O problema começou quando Portugal ficou atrás no placar e precisou correr atrás do prejuízo. Logo aos seis minutos do segundo tempo, Santos lançou Cristiano Ronaldo no lugar de Ramos e tentou entrar com João Cancelo na lateral esquerda, onde ele mais atua no Manchester City, como um lateral construtor que tenta reforçar o meio-campo. Rafael Leão – talvez seu principal pecado nesta Copa do Mundo pela baixa utilização – entrou apenas aos 24 minutos, ao lado de Vitinha, que substituiu Otávio, uma troca também pouco criativa. No desespero, a 11 minutos do fim, o ponta Ricardo Horta foi introduzido no lugar do lateral Diogo Dalot.
As trocas em si nem foram péssimas para um técnico tantas vezes criticado por ser cauteloso e conservador, mas simplesmente não funcionaram. Não mudaram o panorama para Portugal, que conseguiu ser perigoso de verdade apenas durante o abafa dos minutos finais e cruzou 35 bolas na área, mais que o dobro da média das suas outras quatro partidas no Catar (15). A troca que mais deu resultado foi mesmo a entrada de Ronaldo, que fez o pivô para um chute maravilhoso de Félix, que exigiu um milagre de Bono, e que teve a chance do empate em projeção, mas cuja finalização rasteira também parou no goleiro do Sevilla.

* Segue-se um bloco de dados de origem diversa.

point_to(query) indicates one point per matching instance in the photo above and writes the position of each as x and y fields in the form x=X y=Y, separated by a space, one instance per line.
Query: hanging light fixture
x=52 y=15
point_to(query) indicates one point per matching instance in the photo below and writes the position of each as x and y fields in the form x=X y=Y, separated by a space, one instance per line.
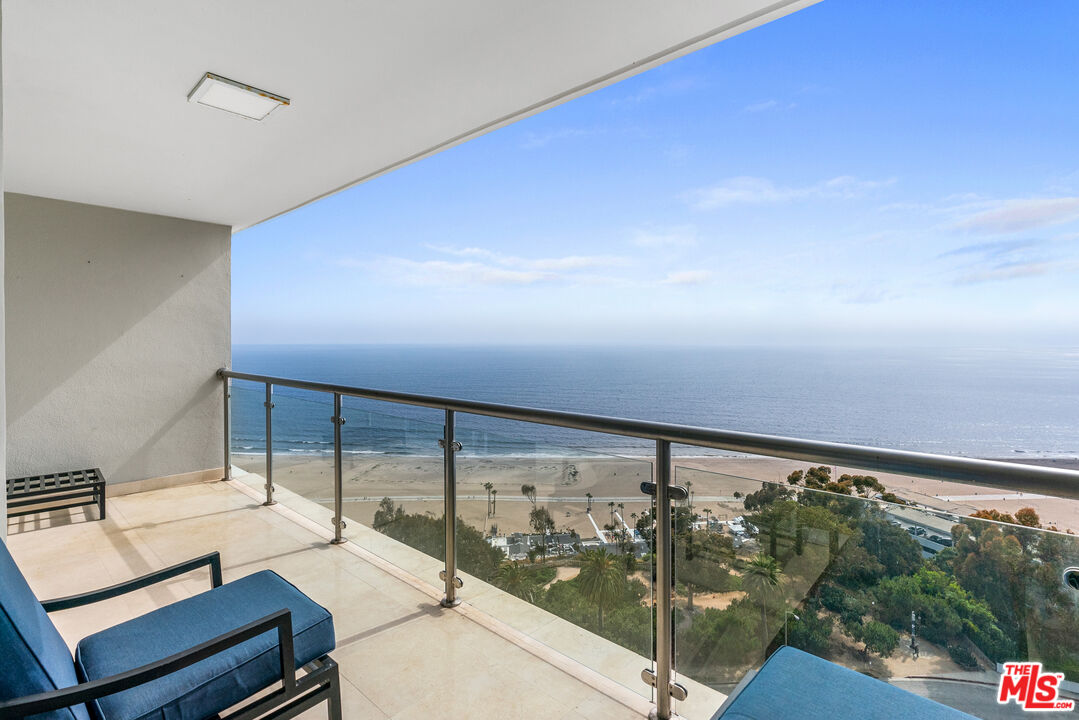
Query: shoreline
x=563 y=484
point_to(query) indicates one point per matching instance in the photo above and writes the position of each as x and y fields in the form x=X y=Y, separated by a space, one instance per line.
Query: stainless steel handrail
x=992 y=473
x=1012 y=476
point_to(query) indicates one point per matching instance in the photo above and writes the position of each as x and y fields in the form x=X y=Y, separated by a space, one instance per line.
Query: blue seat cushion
x=33 y=657
x=217 y=682
x=796 y=684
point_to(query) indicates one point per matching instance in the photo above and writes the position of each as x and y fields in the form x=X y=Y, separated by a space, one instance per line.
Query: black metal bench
x=56 y=491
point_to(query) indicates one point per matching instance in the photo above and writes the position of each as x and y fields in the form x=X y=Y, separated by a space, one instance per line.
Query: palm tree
x=762 y=579
x=602 y=580
x=530 y=492
x=515 y=579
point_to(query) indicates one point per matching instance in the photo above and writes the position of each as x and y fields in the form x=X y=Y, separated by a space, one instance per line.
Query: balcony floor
x=401 y=655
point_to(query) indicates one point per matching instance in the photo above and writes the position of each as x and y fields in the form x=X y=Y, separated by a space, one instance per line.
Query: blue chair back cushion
x=217 y=682
x=796 y=684
x=33 y=657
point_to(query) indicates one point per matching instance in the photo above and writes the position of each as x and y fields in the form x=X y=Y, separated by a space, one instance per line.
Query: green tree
x=542 y=521
x=601 y=580
x=762 y=579
x=516 y=579
x=878 y=638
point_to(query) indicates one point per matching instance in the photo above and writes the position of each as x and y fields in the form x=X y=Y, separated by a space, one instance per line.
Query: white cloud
x=1013 y=271
x=1020 y=215
x=761 y=107
x=449 y=273
x=682 y=235
x=769 y=105
x=564 y=262
x=759 y=191
x=478 y=266
x=535 y=140
x=687 y=277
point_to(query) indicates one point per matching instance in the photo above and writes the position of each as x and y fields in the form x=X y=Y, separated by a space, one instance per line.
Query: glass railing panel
x=556 y=543
x=777 y=562
x=393 y=484
x=303 y=450
x=248 y=430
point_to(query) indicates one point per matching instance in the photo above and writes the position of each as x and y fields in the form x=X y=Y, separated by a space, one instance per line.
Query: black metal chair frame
x=319 y=682
x=82 y=487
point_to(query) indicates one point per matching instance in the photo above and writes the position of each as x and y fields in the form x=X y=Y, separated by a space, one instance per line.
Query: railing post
x=226 y=386
x=449 y=575
x=269 y=407
x=338 y=486
x=665 y=581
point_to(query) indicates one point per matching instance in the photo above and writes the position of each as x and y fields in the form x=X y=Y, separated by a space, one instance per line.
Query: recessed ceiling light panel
x=235 y=97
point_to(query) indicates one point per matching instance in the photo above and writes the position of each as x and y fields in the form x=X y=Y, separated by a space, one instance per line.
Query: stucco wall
x=3 y=435
x=115 y=323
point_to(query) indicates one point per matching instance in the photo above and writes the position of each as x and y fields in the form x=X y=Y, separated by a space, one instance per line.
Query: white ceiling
x=95 y=91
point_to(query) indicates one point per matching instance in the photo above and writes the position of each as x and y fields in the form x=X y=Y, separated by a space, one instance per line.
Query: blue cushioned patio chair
x=188 y=661
x=796 y=684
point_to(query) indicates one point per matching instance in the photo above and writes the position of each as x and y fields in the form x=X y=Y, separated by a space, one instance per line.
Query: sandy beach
x=562 y=485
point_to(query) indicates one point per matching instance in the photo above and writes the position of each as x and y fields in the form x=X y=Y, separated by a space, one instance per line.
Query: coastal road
x=515 y=499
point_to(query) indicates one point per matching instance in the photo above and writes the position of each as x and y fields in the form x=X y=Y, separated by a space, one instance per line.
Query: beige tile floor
x=401 y=655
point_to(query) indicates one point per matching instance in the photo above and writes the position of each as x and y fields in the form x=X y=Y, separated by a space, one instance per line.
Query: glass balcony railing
x=924 y=598
x=552 y=537
x=675 y=580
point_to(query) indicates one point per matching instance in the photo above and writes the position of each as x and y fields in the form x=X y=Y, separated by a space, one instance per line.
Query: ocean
x=978 y=403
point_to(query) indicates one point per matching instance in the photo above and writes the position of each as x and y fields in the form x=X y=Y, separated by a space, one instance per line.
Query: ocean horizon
x=1006 y=404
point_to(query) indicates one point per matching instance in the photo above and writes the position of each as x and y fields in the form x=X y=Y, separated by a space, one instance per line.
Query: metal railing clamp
x=677 y=690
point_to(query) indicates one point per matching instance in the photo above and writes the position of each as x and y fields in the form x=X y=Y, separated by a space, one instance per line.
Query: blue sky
x=862 y=172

No fim das contas, Fernando Santos não conseguiu mostrar, durante a maior parte da Copa do Mundo, com exceção das oitavas de final, que havia aprendido a tirar o melhor de um dos elencos mais talentosos do futebol de seleções, e era esse o seu principal trabalho. Que a defesa de Marrocos prevalecesse no fim, ela deveria ter sido mais testada por um time que é eliminado com a sensação de que poderia ter feito mais, no último Mundial em que contará com um craque da estirpe de Cristiano Ronaldo. Mesmo que ele não seja mais o mesmo.